Арина спросила, куда ходил Дементий. Он не ответил. Разделся, лег на Колину кровать и, сколько не старался, не мог заснуть. Опять, как раньше, стал думать, в чем он хуже Петра Ивановича. Народили они с Ариной восьмерых детей: пять сыновей и три дочки! У Петра Ивановича на одного меньше, так что… количеством Дементий козырнуть не может – что семь, что восемь, считай, одинаково. У Петра Ивановича шестеро позаканчивали техникумы, институты, и седьмой… не остановится же он, пойдет дальше. А у Дементия, которого не возьмешь – четыре класса, пять классов! Вот разве что Коля…
В одном Дементий одинаков с Петром Ивановичем: и у того и у другого жены колхозницы. Была учителева жена уборщицей в школе, так и Дементьева жена в этой же школе была уборщицей. Много лет у Петра Ивановича было две коровы, до четырех свиней, птица, гектар огорода. И у Дементия то же самое. Мяса у Дементия даже больше было: дикая козлятина зимой и летом; прибавь к этому глухаря, утку, рябчика… Зато у Петра Ивановича сладостей было больше – на деньги работал. Конфет накупит, баранок, печенья… Про сахар, что и говорить, не выводился. И еще мода была в доме учителя: сам в ботинках с калошами ходит, и все дети – и ребята и девчонки!

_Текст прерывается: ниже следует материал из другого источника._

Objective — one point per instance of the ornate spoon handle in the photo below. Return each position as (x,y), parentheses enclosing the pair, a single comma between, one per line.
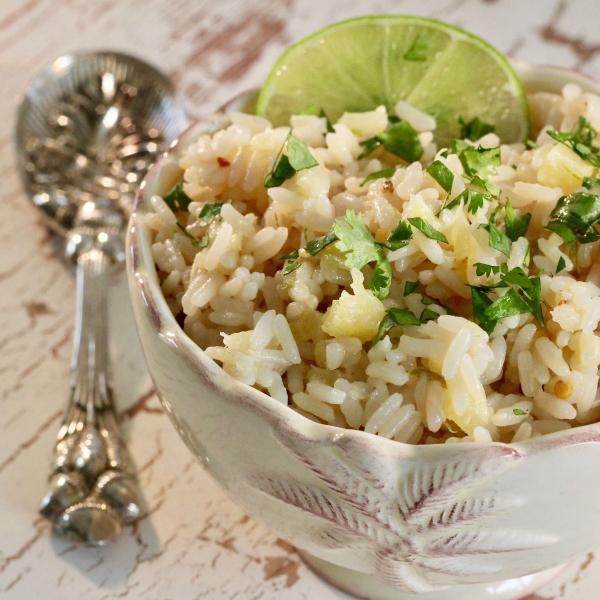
(92,491)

Но вот если завести учителя километров за двадцать в тайгу, в такие места, где одни звериные тропы, то он оттуда сразу не выйдет, поплутает. А Дементий пройдет половину дороги с закрытыми глазами! Ружья в руках учителя Дементий не видел лет тридцать, это тоже роняет учителя в глазах таежного человека. Но вот уж что правда, то правда: учителя хлебом не корми, дай только по грибы сходить! Где какой гриб растет, учитель знает в доскональности. Но гриб, считает Дементий, бабье дело, за грибами он не пойдет, отправит жену или ребятишек.
Завтра, а теперь уже можно считать – сегодня, Дементий пойдет к учителю. Раньше он и тогда мог пойти к нему, когда идти, казалось, совсем не к чему. А он возьмет и пойдет. Просидит весь вечер молча, только слушает, и уйдет недовольный. Чего приходил Дементий, непонятно.

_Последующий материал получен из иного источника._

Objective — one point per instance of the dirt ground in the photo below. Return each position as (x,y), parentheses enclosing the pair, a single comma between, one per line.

Учитель таким заходам Дементия не удивлялся и воспринимал их приблизительно так же, как вот этот неурочный дождь: ни полям, ни огородам он не нужен, а сыплет и сыплет, и что с того – хочешь ты этого дождя или не хочешь, не перестанет же он.
Бывало и по-другому: размечтается Дементий, почувствует себя наравне с учителем, и проговорят они до полночи. Не всегда эти беседы устраивают Дементия: выспорить у Петра Ивановича ему никогда не удается. Обида оседает в душе Дементия, копиться, как пыль на дороге. Что и говорить, голыми руками учителя не возьмешь. А Дементию так хотелось положить его на лопатки, прижать как следует и посмотреть, что запоет учитель!